The problem with efficiency, though, is that it fails to capture the imagination. Medicare for All proponents do say our current healthcare system is an expensive mess. But the real force is the insistence that health care is not a privilege, but a right. The climate movement is not just about more efficient, cleaner production. It’s about the imperative to preserve our planet for coming generations.

As Berman points out, the biggest social programs of the Roosevelt and Johnson administrations weren’t advertised to voters on the basis of efficiency. The New Deal and the War on Poverty were presented as necessary expenditures to assure equality and a social safety net for all. They promised to transform the nation, not make it more efficient. 

As Lyndon Johnson said:
QUOTE
The Great Society rests on abundance and liberty for all. It demands an end to poverty and racial injustice, to which we are totally committed in our time. But that is just the beginning.
UNQUOTE

Compare that rhetoric to Biden’s antipoverty program — which is called the expanded Child Tax Credit. That is a name that evokes fiddling with the tax code, not equality in our time.

The thing is, though, that the expanded CTC is consistent with expanded dreams. Greenberg suggests the program could be a “Social Security for children” — a framing that could have appeal.

Giving direct payments to children in poverty isn’t really an efficient tax tweak. It’s a bold statement that society owes all its young people food, shelter and some measure of comfort.

In that context, the CTC, for all its success, looks like a start rather than an end point. Cutting child poverty by 30 percent is good. But if we can do that, shouldn’t the goal be to eliminate child poverty?

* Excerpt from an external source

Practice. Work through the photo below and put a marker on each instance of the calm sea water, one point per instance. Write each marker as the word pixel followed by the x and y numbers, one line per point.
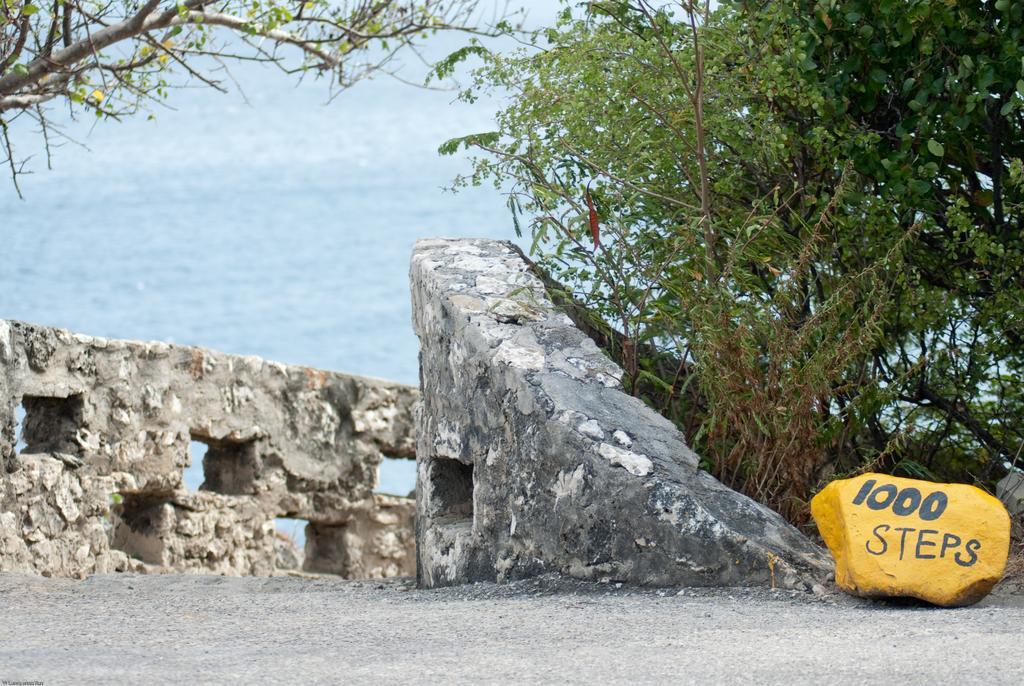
pixel 281 226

The program already provided a wealth of information about how to help kids. Establishing it permanently, with a commitment to increase funding, could pull all 11.6 million children in need — 16 percent of all children in the US — above the poverty line.

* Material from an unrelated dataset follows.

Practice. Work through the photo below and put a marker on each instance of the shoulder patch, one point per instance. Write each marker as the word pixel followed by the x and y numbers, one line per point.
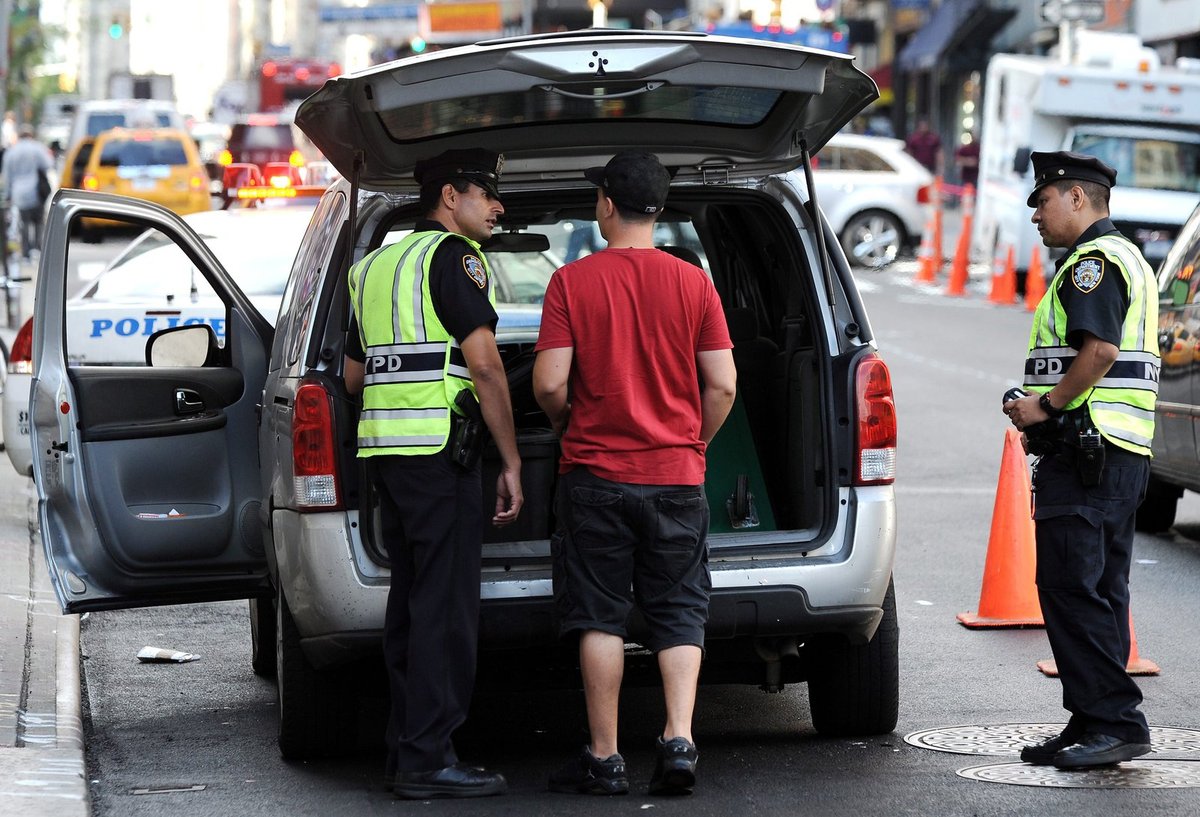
pixel 1087 272
pixel 475 270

Passing transformative legislation is difficult. It can take years or decades. It’s possible that if it isn’t seen as transformative, Biden and the Democrats might be quietly able to slip the expanded Child Tax Credit into law with some bipartisan support.

But given the way that momentum for the program has stalled out, it might be worthwhile for activists and progressives to embrace, and emphasize, the Child Tax Credit’s latent radicalism.

What would the United States look like if we decided that children and their families had a right to abundance and liberty? We should make Social Security for children permanent and find out.